Tak jak było to do przewidzenia od pierwszej minuty CSKA odważnie ruszyło do ataków i starało się jak najszybciej zdobyć bramkę. Tak jak uprzedzali trenerzy Lecha, sporym zagrożeniem na skrzydłach byli Jurij Żirkow i Milos Krasić. Rosjanie szukali jednak też innych rozwiązań i starali się prostopadłymi piłkami na Vagnera Love przyspieszać tempo swoich akcji. Przez długi czas obrońcy Kolejorza radzili sobie z atakami przeciwnika. Lechici nie pozostawali jednak dłużni zespołowi CSKA. Mieli kilka okazji do kontrataków, a w niezłych sytuacjach potrafili się znaleźć Robert Lewandowski, Sermi Stilić i Sławomir Peszko, ale bardzo dobrze w bramce spisywał się Igor Akinfeev. Gdy wydawało się, że poznaniacy w miarę opanowali sytuację i atakowali coraz groźniej padła bramka dla CSKA. W środku boiska ani Zlatko Tanevski, ani Manuel Arboleda nie potrafili wybić piłki z własnej połowy, wykorzystał to Love, który prostopadłym podanie obsłużył Alana Dżagojewa, a ten wygrał pojedynek sam na sam z Ivanem Turiną. Dżagajew mógł chwilę później podwyższyć na 2:0, ale w doskonałej okazji fatalnie przestrzelił z 15 metrów. Niestety lechitom zabrakło koncentracji w samej końcówce pierwszej połowy. Już w doliczonym czasie gry do długiej piłki wrzuconej w pole karne dopadł Żirkow i zapewnił swojemu zespołowi dwubramkowe prowadzenie.
W przerwie trener Smuda dokonał jednej zmiany, która bardzo dużo wniosła do gry Kolejorza. Na boisku pojawił się Tomasz Bandrowski, co pozwoliło lechitom na skuteczniejszą walkę w środkowej strefie boisko. Z każdą kolejną minutą Kolejorz grał pewniej, odważniej i w 67 minucie zdobył bramkę. Akinfeeva z rzutu wolnego pokonał Semir Stilić. Lech dalej atakował, spychając faworyzowane CSKA w końcówce spotkania do głębokiej defensywy. Bardzo dobrze w bramce spisywał się jednak Akinfeev, który bronił wszystkie strzały lechitów.

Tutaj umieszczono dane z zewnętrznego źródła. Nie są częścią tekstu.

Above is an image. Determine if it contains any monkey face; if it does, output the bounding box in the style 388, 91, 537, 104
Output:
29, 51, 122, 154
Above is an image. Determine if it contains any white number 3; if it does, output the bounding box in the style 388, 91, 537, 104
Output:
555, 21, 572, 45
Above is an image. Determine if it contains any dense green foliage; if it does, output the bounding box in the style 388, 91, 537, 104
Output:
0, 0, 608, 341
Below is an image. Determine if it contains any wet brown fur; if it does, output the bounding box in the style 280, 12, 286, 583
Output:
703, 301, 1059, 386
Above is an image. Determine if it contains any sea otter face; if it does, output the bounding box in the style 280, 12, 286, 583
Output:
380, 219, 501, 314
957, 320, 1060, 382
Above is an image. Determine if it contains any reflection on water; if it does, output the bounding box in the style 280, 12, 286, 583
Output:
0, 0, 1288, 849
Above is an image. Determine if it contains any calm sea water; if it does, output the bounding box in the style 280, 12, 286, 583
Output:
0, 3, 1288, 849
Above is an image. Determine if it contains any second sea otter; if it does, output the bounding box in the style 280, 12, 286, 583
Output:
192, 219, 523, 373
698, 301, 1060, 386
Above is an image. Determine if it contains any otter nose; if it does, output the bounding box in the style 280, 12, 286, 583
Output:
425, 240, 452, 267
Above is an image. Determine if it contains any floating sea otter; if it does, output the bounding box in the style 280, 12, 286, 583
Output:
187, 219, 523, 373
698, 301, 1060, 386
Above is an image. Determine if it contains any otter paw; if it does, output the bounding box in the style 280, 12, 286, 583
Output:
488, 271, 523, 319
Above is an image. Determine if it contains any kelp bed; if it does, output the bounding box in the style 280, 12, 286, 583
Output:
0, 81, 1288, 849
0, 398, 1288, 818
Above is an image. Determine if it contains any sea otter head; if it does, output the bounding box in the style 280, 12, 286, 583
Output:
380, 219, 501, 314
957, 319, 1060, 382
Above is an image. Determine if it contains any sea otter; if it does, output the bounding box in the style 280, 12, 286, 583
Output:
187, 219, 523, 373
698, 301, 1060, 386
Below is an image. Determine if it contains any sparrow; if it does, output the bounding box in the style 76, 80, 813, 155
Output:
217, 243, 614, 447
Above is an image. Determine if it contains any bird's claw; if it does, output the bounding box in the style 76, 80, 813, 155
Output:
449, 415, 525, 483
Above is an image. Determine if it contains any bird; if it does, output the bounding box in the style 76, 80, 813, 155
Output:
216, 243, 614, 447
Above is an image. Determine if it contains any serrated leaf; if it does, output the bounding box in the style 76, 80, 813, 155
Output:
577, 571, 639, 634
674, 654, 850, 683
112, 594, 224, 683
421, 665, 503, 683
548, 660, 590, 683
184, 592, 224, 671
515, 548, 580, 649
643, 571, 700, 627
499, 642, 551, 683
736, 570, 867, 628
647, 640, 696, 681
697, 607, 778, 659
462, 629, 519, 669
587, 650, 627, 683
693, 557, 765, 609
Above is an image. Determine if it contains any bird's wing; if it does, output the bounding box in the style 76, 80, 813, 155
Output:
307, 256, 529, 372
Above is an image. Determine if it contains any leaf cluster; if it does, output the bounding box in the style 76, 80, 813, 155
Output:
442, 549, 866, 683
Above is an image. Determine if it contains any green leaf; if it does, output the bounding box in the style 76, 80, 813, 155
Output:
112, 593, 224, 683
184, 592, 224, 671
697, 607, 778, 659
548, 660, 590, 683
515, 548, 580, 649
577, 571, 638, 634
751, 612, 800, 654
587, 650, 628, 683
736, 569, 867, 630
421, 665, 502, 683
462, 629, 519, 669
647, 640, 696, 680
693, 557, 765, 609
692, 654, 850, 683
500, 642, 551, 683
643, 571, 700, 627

Ostatecznie Kolejorz do Poznania nie przywiezie punktów, ale swojej gry podopieczni Franciszka Smudy dziś absolutnie nie musieli się wstydzić.
CSKA Moskwa - Lech Poznań 2:1 (2:0)
Bramki: 31.Dzagojew, 45. Żyrkow - 67. Stilic
Żółte kartki: Jurij Żirkow, Vagner Love - Manuel Arboleda.
Sędziował: Duarte Nuno Pereira Gomes (Portugalia).
Widzów: 15 000.
CSKA: Igor Akinfiejew - Aleksiej Bierezucki, Wasilij Bierezucki, Serhiej Ignaszewicz, Anton Grigoriew (70-Elvir Rahimić) - Milos Krasic, Paweł Mamajew, Deividas Semberas, Jurij Żirkow - Ałan Dżagojew (83-Erkin Caner), Vagner Love.
Lech: Ivan Turina - Grzegorz Wojtkowiak, Zlatko Tanevski, Manuel Arboleda, Ivan Djurdjević - Sławomir Peszko (46-Tomasz Bandorwski), Semir Stilić, Dimitrije Injac, Jakub Wilk - Robert Lewandowski, Hernan Rengifo.